Tiroler Gärtner nützen natürliche Schädlingsbekämpfung

LK-Gemüsebaureferent Alfred Unmann, Geschäftsführer Christian Jägerbauer und Obmann der Tiroler Gärtner Peter Pfeifer (Foto: LK Tirol)

„Fressen und gefressen werden“ – dieses Motto nützen Tiroler Gärtner und Gemüsebauern zur natürlichen Bekämpfung von Schädlingen.

TIROL. Zur Schädlingsbekämpfung setzen Tiroler Gärtner und Gemüsebauern häufig sogenannte Nützlinge zur Schädlingsbekämpfung ein: Marienkäfer, Schlupfwespen oder Florfliegenlarven. Dadurch kann auf chemische Pflanzenschutzmittel verzichtet werden.
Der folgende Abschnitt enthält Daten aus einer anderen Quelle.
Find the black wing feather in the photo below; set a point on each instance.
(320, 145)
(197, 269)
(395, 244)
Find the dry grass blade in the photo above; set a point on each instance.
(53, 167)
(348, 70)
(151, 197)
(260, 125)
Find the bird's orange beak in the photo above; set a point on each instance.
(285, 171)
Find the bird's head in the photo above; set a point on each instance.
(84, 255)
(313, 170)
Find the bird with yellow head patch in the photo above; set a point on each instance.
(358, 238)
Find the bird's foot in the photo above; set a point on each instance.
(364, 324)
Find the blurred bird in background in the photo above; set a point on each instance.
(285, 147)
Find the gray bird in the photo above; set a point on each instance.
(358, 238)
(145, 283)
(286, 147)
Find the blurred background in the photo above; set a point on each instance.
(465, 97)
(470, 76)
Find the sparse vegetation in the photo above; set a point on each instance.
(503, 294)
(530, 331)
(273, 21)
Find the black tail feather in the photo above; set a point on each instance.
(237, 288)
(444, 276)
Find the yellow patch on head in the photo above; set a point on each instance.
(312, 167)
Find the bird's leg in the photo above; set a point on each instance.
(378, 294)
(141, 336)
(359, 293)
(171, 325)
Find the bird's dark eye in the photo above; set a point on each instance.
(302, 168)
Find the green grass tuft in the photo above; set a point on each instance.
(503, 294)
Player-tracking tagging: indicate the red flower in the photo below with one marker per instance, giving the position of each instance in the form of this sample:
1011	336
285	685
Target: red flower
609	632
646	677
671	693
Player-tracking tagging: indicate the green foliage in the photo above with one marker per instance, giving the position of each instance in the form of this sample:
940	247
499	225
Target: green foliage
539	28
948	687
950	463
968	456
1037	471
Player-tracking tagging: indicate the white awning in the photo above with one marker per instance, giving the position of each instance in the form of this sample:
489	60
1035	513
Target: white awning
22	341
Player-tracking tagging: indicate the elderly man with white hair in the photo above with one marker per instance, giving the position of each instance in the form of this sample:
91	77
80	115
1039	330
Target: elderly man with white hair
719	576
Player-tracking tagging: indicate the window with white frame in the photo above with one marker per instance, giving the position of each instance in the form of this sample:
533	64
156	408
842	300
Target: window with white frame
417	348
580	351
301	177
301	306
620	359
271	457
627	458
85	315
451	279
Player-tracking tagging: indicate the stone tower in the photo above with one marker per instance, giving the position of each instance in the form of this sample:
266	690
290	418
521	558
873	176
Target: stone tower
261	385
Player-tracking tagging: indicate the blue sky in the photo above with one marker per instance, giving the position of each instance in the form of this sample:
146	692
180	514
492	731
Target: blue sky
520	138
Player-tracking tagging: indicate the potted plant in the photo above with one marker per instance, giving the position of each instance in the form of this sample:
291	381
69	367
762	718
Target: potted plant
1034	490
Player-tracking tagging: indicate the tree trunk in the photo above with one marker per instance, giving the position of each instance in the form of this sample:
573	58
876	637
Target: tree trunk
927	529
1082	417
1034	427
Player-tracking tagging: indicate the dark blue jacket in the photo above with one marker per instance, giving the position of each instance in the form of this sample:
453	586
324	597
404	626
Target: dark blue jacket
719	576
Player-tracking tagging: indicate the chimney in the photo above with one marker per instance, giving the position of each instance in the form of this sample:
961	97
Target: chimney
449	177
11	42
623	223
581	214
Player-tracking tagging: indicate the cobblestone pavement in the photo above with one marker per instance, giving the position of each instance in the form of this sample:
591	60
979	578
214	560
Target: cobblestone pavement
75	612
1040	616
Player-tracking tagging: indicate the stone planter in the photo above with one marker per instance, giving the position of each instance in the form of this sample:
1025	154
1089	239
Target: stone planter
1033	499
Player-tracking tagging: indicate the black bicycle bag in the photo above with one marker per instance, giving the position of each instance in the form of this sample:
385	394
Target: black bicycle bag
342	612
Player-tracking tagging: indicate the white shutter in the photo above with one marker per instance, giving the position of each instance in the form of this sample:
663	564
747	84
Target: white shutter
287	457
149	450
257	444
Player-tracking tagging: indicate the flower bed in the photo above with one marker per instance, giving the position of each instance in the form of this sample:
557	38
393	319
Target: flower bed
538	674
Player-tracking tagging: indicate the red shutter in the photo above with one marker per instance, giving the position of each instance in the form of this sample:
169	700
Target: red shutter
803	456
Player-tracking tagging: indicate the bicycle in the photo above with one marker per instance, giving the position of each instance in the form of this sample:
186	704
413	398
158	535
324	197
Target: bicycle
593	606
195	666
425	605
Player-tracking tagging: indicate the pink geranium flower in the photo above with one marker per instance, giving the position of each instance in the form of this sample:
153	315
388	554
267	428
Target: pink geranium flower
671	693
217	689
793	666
Nützlinge zur Schädlingsbekämpfung

„Bereits 25 Tiroler Gärtner setzen in der Produktionszeit regelmäßig Nützlinge zur Schädlingsbekämpfung ein“, so Peter Pfeifer, Obmann der Tiroler Gärtner. Diese Methode ist umweltbewusst und findet großen Anklang. Die Erfahrung in diesem Bereich stieg in den letzten 15 Jahren. Mit diesen Nützlingen können Schädlinge wie Blattläuse, Weiße Fliegen, Spinnmilben oder Dickmaulrüssler bekämpft werden. Besonders beliebte Nützlinge sind hierbei Marienkäfer, Schlupfwespen oder Florfliegenlarven.

Optimale Ergebnisse durch fundiertes Wissen

Nützlinge sind Lebewesen, welche die Zahl der Schädlinge verringern oder deren Vermehrung verhindern können. Die Schädlinge sind hierbei die Nahrungsquelle für Nützlinge bzw. für die Nachkommen der Nützlinge. Der Einsatz von Nützlingen ist eine schwierige Aufgabe und fordert viel Wissen um die genauen Lebenszyklen von Nützlingen und Schädlingen. Um dieses Wissen zu erlernen und zu verbessern, sind laufend Weiterbildungen, Seminare und Beratungen für einen gut funktionierenden Pflanzenschutz durch Nützlinge unerlässlich.